Boosting the immune system could offer a potential treatment strategy for COVID-19, according to a new study.
As the COVID-19 pandemic continues to claim lives around the world, much research has focused on the immune system’s role in patients who become seriously ill.
A popular theory has it that the immune system gets so revved up fighting the virus that, after several days, it produces a so-called cytokine storm that results in potentially fatal organ damage, particularly to the lungs.
“Some drugs tamp down the immune response, while others enhance it. Everybody seems to be throwing the kitchen sink at the illness.”
But the new findings point to another theory and suggest that patients become ill because their immune systems can’t do enough to protect them from the virus, landing them in intensive care units.
Researchers detailed the new strategy to boost the immune system in two papers, in JAMA Network Open and in the journal JCI Insight.
“People around the world have been treating patients seriously ill with COVID-19 using drugs that do very different things,” says senior investigator Richard S. Hotchkiss, professor of anesthesiology, of medicine, and of surgery at Washington University in St. Louis.
“Some drugs tamp down the immune response, while others enhance it. Everybody seems to be throwing the kitchen sink at the illness. It may be true that some people die from a hyperinflammatory response, but it appears more likely to us that if you block the immune system too much, you’re not going to be able to control the virus.”
“We think if we can make our immune systems stronger, we’ll be better able to fight off this coronavirus…”
The researchers have been investigating a similar approach in treating sepsis, a potentially fatal condition that also involves patients who simultaneously seem to have overactive and weakened immune systems.
Hotchkiss points to autopsy studies performed by other groups showing large amounts of coronavirus present in the organs of people who died from COVID-19, suggesting that their immune systems were not working well enough to fight the virus.
His colleague, Kenneth E. Remy, first author of the JCI Insight paper, compares efforts to inhibit the immune system to fixing a flat tire by letting more air out.
“But when we actually looked closely at these patients, we found that their tires, so to speak, were underinflated or immune-suppressed,” says Remy, assistant professor of pediatrics, of medicine, and of anesthesiology.
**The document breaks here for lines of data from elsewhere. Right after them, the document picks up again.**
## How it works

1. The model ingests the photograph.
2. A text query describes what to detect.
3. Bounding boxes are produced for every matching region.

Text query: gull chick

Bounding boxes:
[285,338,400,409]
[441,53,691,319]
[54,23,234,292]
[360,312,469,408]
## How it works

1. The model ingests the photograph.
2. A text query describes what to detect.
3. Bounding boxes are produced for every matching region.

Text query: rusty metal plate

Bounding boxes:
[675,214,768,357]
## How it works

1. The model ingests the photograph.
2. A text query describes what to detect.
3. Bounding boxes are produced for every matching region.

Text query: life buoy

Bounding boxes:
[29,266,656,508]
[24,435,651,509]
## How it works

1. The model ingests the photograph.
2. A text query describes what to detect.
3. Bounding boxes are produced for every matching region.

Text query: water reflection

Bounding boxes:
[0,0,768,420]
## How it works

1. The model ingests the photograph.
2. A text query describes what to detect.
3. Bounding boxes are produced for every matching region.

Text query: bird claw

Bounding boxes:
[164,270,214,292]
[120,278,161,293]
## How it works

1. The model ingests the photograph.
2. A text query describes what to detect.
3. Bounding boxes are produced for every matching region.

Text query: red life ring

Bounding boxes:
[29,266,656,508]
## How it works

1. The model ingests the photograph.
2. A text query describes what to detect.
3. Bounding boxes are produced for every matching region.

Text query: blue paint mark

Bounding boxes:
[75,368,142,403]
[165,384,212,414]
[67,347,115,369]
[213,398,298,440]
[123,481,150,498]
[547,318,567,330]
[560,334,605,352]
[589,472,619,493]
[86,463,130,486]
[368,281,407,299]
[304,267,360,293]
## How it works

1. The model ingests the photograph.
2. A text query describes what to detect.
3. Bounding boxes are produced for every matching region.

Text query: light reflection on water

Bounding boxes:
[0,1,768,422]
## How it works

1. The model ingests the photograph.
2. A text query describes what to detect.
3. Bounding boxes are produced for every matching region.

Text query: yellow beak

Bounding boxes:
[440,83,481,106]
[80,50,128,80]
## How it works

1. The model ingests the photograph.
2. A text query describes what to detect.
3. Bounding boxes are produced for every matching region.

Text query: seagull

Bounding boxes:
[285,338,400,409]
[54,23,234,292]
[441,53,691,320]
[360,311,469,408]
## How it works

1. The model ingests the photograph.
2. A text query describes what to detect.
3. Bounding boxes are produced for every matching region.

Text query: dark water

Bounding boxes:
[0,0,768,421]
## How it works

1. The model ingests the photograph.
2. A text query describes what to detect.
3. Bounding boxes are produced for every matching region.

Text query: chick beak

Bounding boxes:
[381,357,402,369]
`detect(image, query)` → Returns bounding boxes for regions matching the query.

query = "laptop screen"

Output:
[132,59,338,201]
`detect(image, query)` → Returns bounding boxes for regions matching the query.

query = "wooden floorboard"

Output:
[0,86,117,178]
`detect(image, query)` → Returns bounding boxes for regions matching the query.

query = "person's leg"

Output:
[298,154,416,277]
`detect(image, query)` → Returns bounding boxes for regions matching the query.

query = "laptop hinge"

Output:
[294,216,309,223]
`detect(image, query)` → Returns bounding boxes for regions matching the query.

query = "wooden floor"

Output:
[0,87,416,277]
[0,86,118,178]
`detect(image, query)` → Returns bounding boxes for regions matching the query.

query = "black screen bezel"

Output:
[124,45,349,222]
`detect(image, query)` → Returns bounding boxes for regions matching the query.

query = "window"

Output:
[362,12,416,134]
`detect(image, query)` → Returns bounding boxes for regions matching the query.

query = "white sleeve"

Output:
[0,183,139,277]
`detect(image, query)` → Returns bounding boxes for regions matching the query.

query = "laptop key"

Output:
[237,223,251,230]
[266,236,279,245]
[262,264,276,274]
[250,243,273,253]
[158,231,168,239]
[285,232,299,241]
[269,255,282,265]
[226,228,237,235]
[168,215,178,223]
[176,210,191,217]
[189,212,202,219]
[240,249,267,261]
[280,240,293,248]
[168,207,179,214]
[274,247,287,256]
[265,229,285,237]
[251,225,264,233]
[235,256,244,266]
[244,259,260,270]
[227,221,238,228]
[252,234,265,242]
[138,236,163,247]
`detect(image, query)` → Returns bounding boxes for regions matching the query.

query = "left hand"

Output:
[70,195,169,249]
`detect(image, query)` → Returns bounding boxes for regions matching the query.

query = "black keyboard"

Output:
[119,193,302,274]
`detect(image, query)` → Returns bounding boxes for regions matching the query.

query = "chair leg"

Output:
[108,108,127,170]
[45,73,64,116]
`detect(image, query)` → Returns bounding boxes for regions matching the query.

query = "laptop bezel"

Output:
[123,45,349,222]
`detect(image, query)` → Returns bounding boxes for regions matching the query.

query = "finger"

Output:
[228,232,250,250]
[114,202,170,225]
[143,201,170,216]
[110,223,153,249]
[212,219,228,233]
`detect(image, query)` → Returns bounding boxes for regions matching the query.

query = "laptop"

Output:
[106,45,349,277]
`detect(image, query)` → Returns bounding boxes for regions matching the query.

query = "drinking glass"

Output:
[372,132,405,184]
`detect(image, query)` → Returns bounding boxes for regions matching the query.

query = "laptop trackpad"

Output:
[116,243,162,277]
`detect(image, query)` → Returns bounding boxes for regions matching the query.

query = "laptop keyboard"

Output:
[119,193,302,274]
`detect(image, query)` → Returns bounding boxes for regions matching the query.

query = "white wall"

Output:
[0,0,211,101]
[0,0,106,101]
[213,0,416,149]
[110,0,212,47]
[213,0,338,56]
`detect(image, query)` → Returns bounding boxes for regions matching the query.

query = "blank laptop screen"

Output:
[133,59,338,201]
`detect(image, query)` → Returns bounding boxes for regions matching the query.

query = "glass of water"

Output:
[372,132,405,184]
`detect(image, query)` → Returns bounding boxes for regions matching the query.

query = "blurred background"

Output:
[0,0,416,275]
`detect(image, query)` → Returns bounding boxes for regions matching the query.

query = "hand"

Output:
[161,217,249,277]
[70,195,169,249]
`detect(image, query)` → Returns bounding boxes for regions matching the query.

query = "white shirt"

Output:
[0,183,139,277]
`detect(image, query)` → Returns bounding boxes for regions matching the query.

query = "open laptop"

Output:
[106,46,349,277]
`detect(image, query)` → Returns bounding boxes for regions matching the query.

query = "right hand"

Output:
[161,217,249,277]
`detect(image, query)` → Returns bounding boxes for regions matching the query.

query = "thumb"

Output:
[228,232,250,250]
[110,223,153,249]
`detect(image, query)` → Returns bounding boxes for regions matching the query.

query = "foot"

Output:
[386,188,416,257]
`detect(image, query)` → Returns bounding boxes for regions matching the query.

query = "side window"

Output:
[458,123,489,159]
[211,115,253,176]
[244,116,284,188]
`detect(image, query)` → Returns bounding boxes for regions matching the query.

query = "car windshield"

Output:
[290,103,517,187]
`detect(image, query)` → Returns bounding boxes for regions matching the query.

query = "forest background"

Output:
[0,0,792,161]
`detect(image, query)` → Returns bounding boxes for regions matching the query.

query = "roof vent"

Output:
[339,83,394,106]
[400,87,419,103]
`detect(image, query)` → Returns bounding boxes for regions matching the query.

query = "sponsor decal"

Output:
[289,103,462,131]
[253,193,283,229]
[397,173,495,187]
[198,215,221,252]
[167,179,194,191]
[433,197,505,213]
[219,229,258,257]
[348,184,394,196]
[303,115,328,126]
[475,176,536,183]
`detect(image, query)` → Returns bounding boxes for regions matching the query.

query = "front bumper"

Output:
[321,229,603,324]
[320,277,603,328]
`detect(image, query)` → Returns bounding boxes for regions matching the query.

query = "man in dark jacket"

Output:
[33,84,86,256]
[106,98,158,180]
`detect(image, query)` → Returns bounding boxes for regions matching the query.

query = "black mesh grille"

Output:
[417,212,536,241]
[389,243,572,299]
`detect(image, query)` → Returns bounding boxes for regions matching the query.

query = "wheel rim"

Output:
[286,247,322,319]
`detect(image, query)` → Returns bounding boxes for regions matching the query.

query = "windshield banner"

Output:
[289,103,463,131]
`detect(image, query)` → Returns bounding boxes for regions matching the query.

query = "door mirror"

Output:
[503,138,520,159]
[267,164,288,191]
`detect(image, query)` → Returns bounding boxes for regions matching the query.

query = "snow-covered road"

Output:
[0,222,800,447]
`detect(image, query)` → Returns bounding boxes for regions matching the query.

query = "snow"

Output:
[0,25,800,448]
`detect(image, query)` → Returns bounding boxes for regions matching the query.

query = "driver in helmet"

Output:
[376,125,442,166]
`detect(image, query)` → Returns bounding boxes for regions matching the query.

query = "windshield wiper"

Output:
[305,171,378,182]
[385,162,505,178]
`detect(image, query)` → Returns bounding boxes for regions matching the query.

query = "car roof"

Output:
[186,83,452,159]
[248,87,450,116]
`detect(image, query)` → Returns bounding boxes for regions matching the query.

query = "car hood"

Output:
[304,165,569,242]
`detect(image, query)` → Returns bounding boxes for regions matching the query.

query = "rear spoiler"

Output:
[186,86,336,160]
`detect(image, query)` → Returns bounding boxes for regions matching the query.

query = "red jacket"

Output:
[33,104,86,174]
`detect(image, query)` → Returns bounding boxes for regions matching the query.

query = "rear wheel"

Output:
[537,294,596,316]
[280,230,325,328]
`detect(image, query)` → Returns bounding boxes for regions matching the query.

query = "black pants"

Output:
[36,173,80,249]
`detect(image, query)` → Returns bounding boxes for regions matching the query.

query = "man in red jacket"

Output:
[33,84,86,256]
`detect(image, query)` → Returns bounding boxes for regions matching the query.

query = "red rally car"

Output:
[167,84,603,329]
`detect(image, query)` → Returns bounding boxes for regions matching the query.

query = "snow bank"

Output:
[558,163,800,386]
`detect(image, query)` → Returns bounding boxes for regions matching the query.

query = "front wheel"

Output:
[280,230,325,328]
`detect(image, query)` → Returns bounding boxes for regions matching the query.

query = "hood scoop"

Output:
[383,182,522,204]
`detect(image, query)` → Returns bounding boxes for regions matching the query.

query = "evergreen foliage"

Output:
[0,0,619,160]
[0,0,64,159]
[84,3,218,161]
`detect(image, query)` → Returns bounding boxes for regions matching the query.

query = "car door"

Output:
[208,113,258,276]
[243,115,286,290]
“To go and poke holes in them with anti-inflammatory drugs because you think they are hyperinflated or hyperinflamed will only make the suppression and the disease worse.”
After gathering blood samples from 20 COVID-19 patients at Barnes-Jewish Hospital and Missouri Baptist Medical Center in St. Louis, the researchers employed a test to measure the activity of immune cells in the blood. They compared the blood of those patients to 26 hospitalized sepsis patients and 18 others who were very sick but had neither sepsis nor COVID-19.
They found that the COVID-19 patients often had far fewer circulating immune cells than is typical. Further, the present immune cells did not secrete normal levels of cytokines—the molecules many have proposed as a cause of organ damage and death in COVID-19 patients.
Instead of trying to fight the infection by further interfering with the production of cytokines, they tried a strategy that has been successful in previous studies they have conducted in sepsis patients.
Hotchkiss and Remy collaborated with researchers in a small study conducted in seriously ill hospitalized COVID-19 patients in Belgium.
In that study, which the researchers reported on in the JAMA Network Open paper, researchers treated the COVID-19 patients with a substance called interleukin-7 (IL-7), a cytokine, required for the healthy development of immune cells.
In those patients, the researchers found that IL-7 helped restore balance to the immune system by increasing the number of immune cells and helping those cells make more cytokines to fight infection.
The research did not demonstrate, however, that treatment with IL-7 improved mortality in COVID-19 patients.
“This was a compassionate trial and not a randomized, controlled trial of IL-7,” Remy explains. “We were attempting to learn whether we could get these immune cells working again—and we could—as well as whether we could do it without causing harmful effects in these very sick patients—and there were none.
“As this was an observational study involving a small number of patients who already were on ventilators, it wasn’t really designed to evaluate IL-7’s impact on mortality.”
Studies focused on boosting immunity and improving outcomes among the sickest COVID-19 patients are just getting underway in Europe, and similar trials are starting in the US, including at Washington University.
Finding ways to boost the immune response should help not only in COVID-19 patients but when the next pandemic arises, Hotchkiss says.
“We should have been geared up and more ready when this pathogen appeared,” he says. “But what Ken and I and our colleagues are working on now is finding ways to boost the immune system that may help people during future pandemics. We think if we can make our immune systems stronger, we’ll be better able to fight off this coronavirus, as well as other viral and bacterial pathogens that may be unleashed in the future.”